Linear quotients, linear resolutions and the lcm-lattice
Roni Varshavsky
TL;DR
The paper characterizes when monomial ideals have linear quotients and linear resolutions via their lcm-lattices. It proves that an ideal $I$ generated in degree $d$ has linear quotients if and only if its lcm-lattice $L(I)$ is $d$-degree graded and CL-shellable, and that $I$ has a $d$-linear resolution if and only if $L(I)$ is $d$-degree graded and Cohen–Macaulay. It further connects these lattice conditions with the Alexander dual of the associated simplicial complex, detailing correspondences between CL-shellability and shellability in the dual, and provides a lattice-theoretic perspective on edge ideals, including cochordality of graphs. The results unify homological invariants of monomial ideals with combinatorial/topological structures of lcm-lattices and their dual complexes, offering a framework to transfer problems across commutative algebra, combinatorics, and topology.

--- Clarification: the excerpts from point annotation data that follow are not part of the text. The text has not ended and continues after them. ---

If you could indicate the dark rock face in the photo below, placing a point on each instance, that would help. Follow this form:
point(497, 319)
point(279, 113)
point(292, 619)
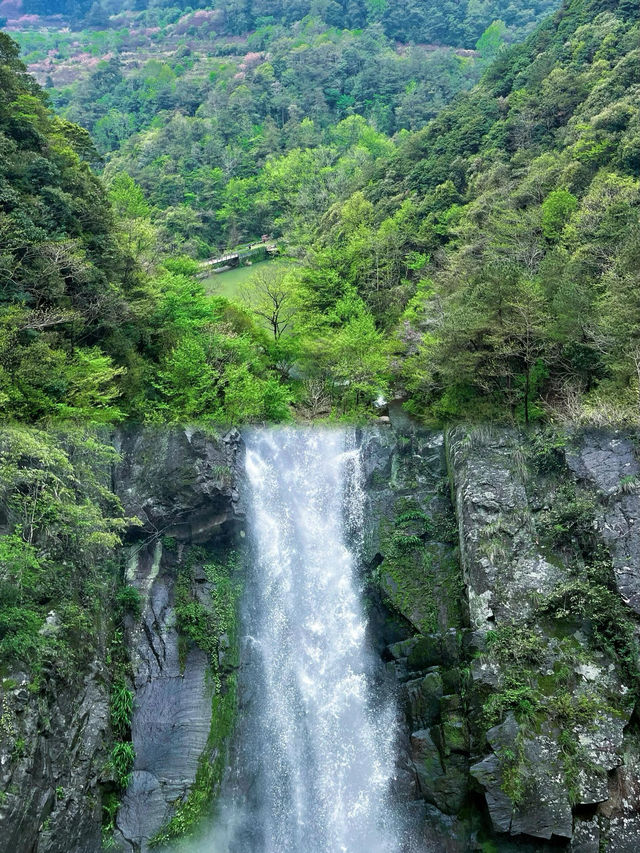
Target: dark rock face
point(55, 805)
point(440, 587)
point(179, 484)
point(410, 546)
point(607, 462)
point(537, 778)
point(185, 486)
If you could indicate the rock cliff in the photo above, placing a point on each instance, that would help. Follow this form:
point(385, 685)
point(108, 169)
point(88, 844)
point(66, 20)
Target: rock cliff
point(502, 579)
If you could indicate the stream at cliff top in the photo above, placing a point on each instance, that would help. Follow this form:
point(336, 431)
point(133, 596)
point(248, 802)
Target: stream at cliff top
point(316, 748)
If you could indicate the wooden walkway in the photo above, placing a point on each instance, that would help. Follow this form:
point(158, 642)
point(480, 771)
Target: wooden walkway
point(245, 253)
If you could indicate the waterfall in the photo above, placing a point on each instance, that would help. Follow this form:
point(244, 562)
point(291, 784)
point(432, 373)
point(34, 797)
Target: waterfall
point(317, 738)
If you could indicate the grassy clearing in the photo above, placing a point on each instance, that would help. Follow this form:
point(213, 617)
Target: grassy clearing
point(229, 283)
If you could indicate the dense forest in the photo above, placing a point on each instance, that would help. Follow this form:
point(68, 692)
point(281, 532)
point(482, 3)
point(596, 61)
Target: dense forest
point(476, 260)
point(447, 22)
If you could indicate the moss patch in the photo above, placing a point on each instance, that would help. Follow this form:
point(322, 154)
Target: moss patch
point(212, 626)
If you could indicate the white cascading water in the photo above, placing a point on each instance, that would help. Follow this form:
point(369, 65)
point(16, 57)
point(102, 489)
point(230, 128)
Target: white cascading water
point(317, 745)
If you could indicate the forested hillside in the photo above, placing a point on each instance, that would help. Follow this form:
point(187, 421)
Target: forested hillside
point(483, 266)
point(447, 22)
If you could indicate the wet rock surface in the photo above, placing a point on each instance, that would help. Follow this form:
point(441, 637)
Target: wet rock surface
point(559, 775)
point(182, 485)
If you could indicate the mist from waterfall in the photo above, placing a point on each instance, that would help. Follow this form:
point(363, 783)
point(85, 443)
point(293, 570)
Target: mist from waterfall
point(316, 743)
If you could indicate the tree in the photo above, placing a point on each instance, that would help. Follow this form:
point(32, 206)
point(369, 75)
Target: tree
point(270, 294)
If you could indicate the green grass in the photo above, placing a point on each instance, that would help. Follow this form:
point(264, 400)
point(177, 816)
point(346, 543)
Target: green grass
point(229, 283)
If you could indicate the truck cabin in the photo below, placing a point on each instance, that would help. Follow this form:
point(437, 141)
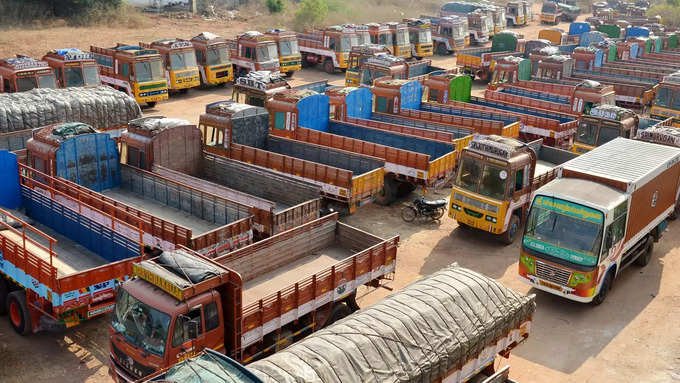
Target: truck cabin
point(420, 36)
point(290, 59)
point(73, 67)
point(212, 55)
point(25, 73)
point(258, 87)
point(357, 59)
point(667, 100)
point(602, 124)
point(179, 58)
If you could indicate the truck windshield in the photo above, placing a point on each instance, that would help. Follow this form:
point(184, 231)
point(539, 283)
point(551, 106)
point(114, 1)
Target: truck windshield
point(73, 76)
point(148, 70)
point(565, 230)
point(216, 56)
point(266, 53)
point(91, 73)
point(288, 48)
point(482, 177)
point(182, 60)
point(140, 324)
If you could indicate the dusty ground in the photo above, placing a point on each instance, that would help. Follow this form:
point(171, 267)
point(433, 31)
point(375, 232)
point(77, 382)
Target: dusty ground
point(633, 337)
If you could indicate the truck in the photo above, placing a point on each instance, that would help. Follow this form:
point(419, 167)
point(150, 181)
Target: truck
point(290, 59)
point(449, 33)
point(494, 182)
point(409, 161)
point(329, 47)
point(603, 123)
point(134, 70)
point(597, 218)
point(102, 107)
point(479, 62)
point(24, 73)
point(420, 36)
point(173, 150)
point(401, 324)
point(212, 57)
point(73, 67)
point(179, 61)
point(253, 51)
point(247, 304)
point(88, 168)
point(347, 180)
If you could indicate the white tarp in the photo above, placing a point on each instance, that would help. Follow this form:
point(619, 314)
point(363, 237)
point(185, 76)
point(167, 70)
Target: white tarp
point(418, 334)
point(101, 107)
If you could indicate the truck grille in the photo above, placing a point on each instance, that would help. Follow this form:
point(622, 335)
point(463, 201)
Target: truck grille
point(552, 273)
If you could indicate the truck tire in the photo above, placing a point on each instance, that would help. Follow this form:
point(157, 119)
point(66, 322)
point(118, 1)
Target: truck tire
point(19, 316)
point(643, 259)
point(328, 66)
point(604, 290)
point(511, 234)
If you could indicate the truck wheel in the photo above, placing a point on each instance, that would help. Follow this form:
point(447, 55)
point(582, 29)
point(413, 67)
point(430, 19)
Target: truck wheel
point(643, 259)
point(513, 228)
point(328, 66)
point(604, 290)
point(19, 317)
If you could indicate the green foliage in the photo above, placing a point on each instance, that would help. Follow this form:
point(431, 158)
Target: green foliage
point(275, 6)
point(311, 13)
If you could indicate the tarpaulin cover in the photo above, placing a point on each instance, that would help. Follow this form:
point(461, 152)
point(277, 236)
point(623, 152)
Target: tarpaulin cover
point(101, 107)
point(415, 335)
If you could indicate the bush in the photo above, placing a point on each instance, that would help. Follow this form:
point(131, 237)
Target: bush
point(311, 13)
point(275, 6)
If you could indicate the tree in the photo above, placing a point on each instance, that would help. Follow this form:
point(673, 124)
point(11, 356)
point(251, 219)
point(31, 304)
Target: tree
point(311, 13)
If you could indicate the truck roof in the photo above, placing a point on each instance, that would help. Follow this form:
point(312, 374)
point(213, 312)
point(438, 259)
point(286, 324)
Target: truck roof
point(629, 161)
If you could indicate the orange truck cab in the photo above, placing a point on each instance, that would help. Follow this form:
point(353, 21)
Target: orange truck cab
point(254, 51)
point(25, 73)
point(73, 67)
point(179, 59)
point(212, 55)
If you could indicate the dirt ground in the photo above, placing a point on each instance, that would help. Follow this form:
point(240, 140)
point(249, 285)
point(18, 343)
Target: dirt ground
point(633, 337)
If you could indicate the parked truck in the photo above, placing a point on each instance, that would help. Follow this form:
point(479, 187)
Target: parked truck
point(73, 67)
point(179, 61)
point(409, 161)
point(347, 180)
point(133, 70)
point(212, 57)
point(173, 150)
point(247, 304)
point(61, 260)
point(401, 324)
point(598, 217)
point(329, 47)
point(494, 182)
point(25, 73)
point(290, 60)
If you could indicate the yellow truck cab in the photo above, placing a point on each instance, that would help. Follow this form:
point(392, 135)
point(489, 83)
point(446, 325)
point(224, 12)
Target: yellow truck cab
point(212, 55)
point(420, 35)
point(179, 58)
point(495, 178)
point(290, 59)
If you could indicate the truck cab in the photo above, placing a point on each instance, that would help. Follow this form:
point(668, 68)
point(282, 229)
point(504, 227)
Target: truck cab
point(73, 67)
point(212, 56)
point(420, 35)
point(179, 59)
point(25, 73)
point(290, 59)
point(495, 178)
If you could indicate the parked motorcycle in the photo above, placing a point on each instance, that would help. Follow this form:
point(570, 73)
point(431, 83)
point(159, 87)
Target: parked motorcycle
point(433, 209)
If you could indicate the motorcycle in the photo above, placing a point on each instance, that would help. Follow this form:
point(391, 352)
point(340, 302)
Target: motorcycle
point(433, 209)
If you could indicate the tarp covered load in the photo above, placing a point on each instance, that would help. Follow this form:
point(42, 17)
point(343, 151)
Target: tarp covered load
point(101, 107)
point(432, 327)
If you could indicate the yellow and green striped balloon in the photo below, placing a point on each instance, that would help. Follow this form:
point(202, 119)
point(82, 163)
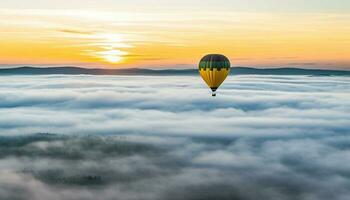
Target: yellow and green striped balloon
point(214, 68)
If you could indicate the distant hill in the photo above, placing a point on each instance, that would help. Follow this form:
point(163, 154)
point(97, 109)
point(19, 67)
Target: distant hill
point(168, 72)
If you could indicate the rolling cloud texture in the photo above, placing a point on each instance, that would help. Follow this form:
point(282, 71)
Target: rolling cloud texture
point(118, 137)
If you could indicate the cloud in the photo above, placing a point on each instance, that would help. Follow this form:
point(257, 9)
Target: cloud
point(139, 137)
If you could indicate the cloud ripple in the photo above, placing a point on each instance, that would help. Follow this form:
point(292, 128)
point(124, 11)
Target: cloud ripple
point(115, 137)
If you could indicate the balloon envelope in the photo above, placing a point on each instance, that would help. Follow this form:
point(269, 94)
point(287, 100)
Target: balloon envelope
point(214, 68)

Practical implications include new criteria for detecting linear quotients and linear resolutions from lattice properties and implications for edge ideals and chordality.
Abstract
Linear resolutions and the stronger notion of linear quotients are important properties of monomial ideals. In this paper, we fully characterize linear quotients in terms of the lcm-lattice of monomial ideals. We also formulate an analogous characterization for monomial ideals with linear resolutions, making explicit a relationship that is implicit in the existing literature. These results complement characterizations of these two properties in terms of the Alexander dual of the corresponding Stanley-Reisner simplicial complex. In addition, we discuss applications to the case of edge ideals.